Flanked by the extreme wing of his party on Wednesday, Dr Paisley appeared frail but determined.

“I hope to take a few thousand pounds off some newspapers who lied about me. I would say it’s just because I happen to be a Protestant and journalists happen to be Romanists, that they think they can take it out on me,” he went on.

“I am here. This is Stormont, and I will be here. And you fellows can rave as much as you like, but you, maybe, will be in your coffins before I will be in mine.”

He linked his party’s involvement in talks with Sinn Féin to “the disbanding of their weaponry and the end of IRA/Sinn Féin as a political party. We have made that absolutely clear, and we don’t want any hedging. Everything else depends on that.”

He characterised the IRA as “rubbish” that must be cleared away before the DUP would talk to Sinn Féin or sign up to a deal.

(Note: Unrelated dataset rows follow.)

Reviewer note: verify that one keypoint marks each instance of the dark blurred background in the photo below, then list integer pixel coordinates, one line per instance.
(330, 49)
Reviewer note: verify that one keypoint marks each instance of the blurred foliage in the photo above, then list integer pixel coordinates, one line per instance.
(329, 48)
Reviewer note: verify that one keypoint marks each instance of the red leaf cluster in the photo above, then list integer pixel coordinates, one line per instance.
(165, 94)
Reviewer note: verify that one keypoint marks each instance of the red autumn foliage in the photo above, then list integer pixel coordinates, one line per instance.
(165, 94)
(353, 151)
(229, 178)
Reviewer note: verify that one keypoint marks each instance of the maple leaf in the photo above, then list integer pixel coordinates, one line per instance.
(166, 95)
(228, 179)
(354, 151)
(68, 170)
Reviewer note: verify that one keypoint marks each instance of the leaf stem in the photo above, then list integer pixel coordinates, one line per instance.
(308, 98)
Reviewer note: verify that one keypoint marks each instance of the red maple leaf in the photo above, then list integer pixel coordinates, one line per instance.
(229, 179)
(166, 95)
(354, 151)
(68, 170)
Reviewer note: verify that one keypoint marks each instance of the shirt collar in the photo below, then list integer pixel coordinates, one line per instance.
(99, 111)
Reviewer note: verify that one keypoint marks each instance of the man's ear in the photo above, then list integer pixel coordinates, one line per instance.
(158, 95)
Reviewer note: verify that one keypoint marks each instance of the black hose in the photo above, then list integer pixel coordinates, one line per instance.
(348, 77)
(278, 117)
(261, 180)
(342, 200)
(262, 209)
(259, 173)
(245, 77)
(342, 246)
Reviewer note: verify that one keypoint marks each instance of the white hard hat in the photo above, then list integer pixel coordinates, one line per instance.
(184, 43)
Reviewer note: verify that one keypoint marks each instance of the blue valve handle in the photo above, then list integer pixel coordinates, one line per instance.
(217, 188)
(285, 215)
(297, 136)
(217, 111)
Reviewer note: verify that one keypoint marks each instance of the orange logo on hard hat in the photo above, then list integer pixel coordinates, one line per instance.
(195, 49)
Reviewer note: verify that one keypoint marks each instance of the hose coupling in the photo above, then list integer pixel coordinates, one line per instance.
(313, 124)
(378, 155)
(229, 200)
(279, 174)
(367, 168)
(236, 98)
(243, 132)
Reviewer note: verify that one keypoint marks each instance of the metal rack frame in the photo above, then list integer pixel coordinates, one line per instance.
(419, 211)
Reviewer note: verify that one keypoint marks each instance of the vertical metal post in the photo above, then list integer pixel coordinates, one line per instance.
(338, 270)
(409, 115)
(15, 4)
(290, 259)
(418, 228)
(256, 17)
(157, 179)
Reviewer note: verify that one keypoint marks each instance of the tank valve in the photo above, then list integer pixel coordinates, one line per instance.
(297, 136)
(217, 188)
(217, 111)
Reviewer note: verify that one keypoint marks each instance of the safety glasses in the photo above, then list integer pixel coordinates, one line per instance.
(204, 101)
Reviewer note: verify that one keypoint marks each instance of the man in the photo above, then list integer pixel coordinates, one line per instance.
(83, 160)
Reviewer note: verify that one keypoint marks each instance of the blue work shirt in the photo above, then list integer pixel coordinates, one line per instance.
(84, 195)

But at a confused solo press conference on Thursday, he suggested that the DUP would not share power with Sinn Féin even were the IRA to disarm and disband.

He declared: “The IRA must be finished with, once and for all, and that Sinn Féin must be a new party that is not tied [to the IRA],” he told reporters. “They must be out of that, and there must be a new political deal.”

He was asked if he would talk face to face with the Sinn Féin president, Mr Gerry Adams, were the IRA to disarm.

“Not as a Sinn Féiner,” he replied. “Sinn Féin is inextricably bound up with the IRA, and that relationship must be smashed and gone for ever.”

He suggested that, like Official Sinn Féin, which broke with Provisional Sinn Féin in 1972, the party should change its name and identity.

Paisley’s remarks have fuelled speculation over the different approaches being taken to the talks by the DUP hardliners led by Dr Paisley and the relative moderates in the party, such as deputy leader Peter Robinson and UUP rebel Jeffrey Donaldson.

Meanwhile, this week has also seen determinedly upbeat appraisals by Dublin’s Foreign Minister Brian Cowen and British Direct Ruler Paul Murphy about preparations for the talks in just over two weeks.

Paul Murphy repeated British Prime Minister Tony Blair’s declaration that a “point of decision” had been reached. The intervening two weeks would prove crucial, he said.

Mr Cowen said: “There is the prospect of a deal being done if the will is there to be demonstrated and if the issues are addressed to everyone’s satisfaction.”

He insisted the governments were considering only minor changes to improve the operation of the 1998 Good Friday Agreement, despite the DUP’s call for an entirely new agreement.

And the Irish Taoiseach, Bertie Ahern, warned that a return of the Stormont Assembly in Belfast could be set back by two years unless progress is made in the talks.

Raising the stakes in advance of negotiations in Leeds Castle, Kent, Mr Ahern said the Government believed a short period exists in which to make progress. “We have a lot of the preparatory work done.

“Whether we can finish it at Leeds Castle, or around then, that is our agenda,” he told journalists in Government Buildings.

The Stormont Assembly has been suspended since October, 2002.

“We believe, as we head towards the first anniversary of the Assembly elections, that it is essential that we reach agreement,” the Taoiseach declared.

Her denied decisions could be put off until after elections to the London parliament next year, and pointed to a quiet marching season bar “one blip in the Ardoyne on the Twelfth”.

In parallel with the talks in England, the IRA must “resolve” disarming because the DUP would not “move on” unless that was concluded.

“Paramilitarism will have to be brought to a finality. They are the main issues and policing,” said Mr Ahern.

Sinn Féin President Gerry Adams admitted it would be difficult to achieve a breakthrough while the DUP refuses to talks to his party but nonetheless he believed agreement was possible at Leeds Castle. He said it was inevitable that the DUP eventually would talk but the problem was “what will happen in the meantime?”

“Whatever the DUP’s stance, we, as everyone else who lives on this island, have the right to equality. We are at this with a good heart. We are not deflected and we know that Paisleyism represents that aspect of unionism which is against the type of changes which are required,” added Mr Adams.